One sports marketing analyst suggested that the deal could be worth as much as $8 million per year. But the general consensus of most sports marketing people polled by the paper was that the Twins deal is more likely in the range of $5-6 million a year.
"We took what we think is a non-traditional approach -- a lot of teams would have had an auction; that was never what it was about for the Twins," Twins president Dave St. Peter said. "When we considered corporate names, it was clear that one, it needed to be a Minnesota-based brand, and two, it had to be involved in the community and consistent with our brand, which is very family focused. There was a small list of companies that we felt fit those criteria. Target was at the top of that list."
The Twins and Target will also collaborate on the design of Target Plaza, a pedestrian bridge and public gathering space connecting Target Field to downtown Minneapolis.
"The plaza is really critical because it's the front door to the ballpark but it could also be a really dynamic public gathering place," St. Peter said.
Monday's press release indicated that Target will have "an extensive brand presence at the new ballpark."
"The Twins are a highly respected member of this community and we believe that the partnership gives us the opportunity to extend both our own brand and our community support in this market with the Twins product. There is a lot of overlap in Twins fans and Target customers," Target senior vice president of communications Susan Kahn said.
The new ballpark is across the street from one of the company's other corporate ventures, the Target Center, home to the NBA's Timberwolves. Target paid around $18 million in the early 1990s for the naming rights to that facility. St. Peter said the Twins' 20-year corporate relationship with Target helped consummate the deal quickly.
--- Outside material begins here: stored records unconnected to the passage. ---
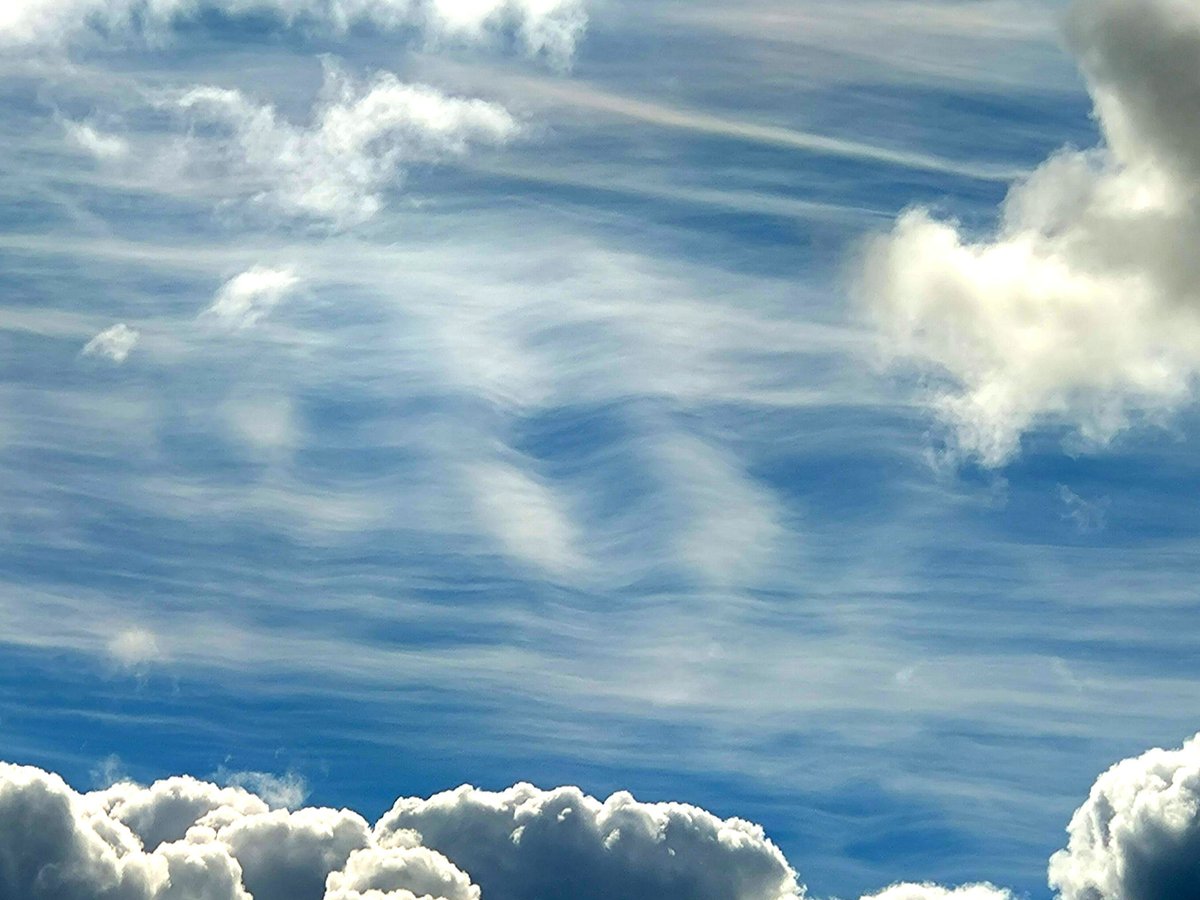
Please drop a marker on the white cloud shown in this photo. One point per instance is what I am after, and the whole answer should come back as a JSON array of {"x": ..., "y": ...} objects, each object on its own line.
[
  {"x": 97, "y": 143},
  {"x": 360, "y": 138},
  {"x": 523, "y": 844},
  {"x": 135, "y": 648},
  {"x": 544, "y": 28},
  {"x": 114, "y": 343},
  {"x": 1138, "y": 835},
  {"x": 935, "y": 892},
  {"x": 249, "y": 297},
  {"x": 181, "y": 839},
  {"x": 279, "y": 791},
  {"x": 1087, "y": 515},
  {"x": 527, "y": 516},
  {"x": 1083, "y": 309}
]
Site clearing for the new ballpark site began in May 2007 with actual construction beginning in August 2007. The 40,000-seat ballpark is scheduled to be completed prior to Opening Day 2010.
The Minnesota Legislature in 2006 approved funding of the ballpark. Under terms of the legislation, the public contributed $350 million -- $90 million for infrastructure and $260 million for ballpark construction. The Twins contributed $130 million for construction costs and cost overruns. Since the legislation was adopted, the team has committed to contributing an additional $15 million for non-land infrastructure expenses and $22.5 million for ballpark construction costs. A total project budget of about $517.5 million was approved in February.
Target is a Minneapolis-based company with 1,648 stores in 47 states nationwide that specializes in selling retail trends at affordable prices.
"Our state is lucky to have many businesses that provide outstanding support and commitment to our community, but none do it better than Minnesota-based Target," Twins owner Jim Pohlad said. "We are honored to be their partner."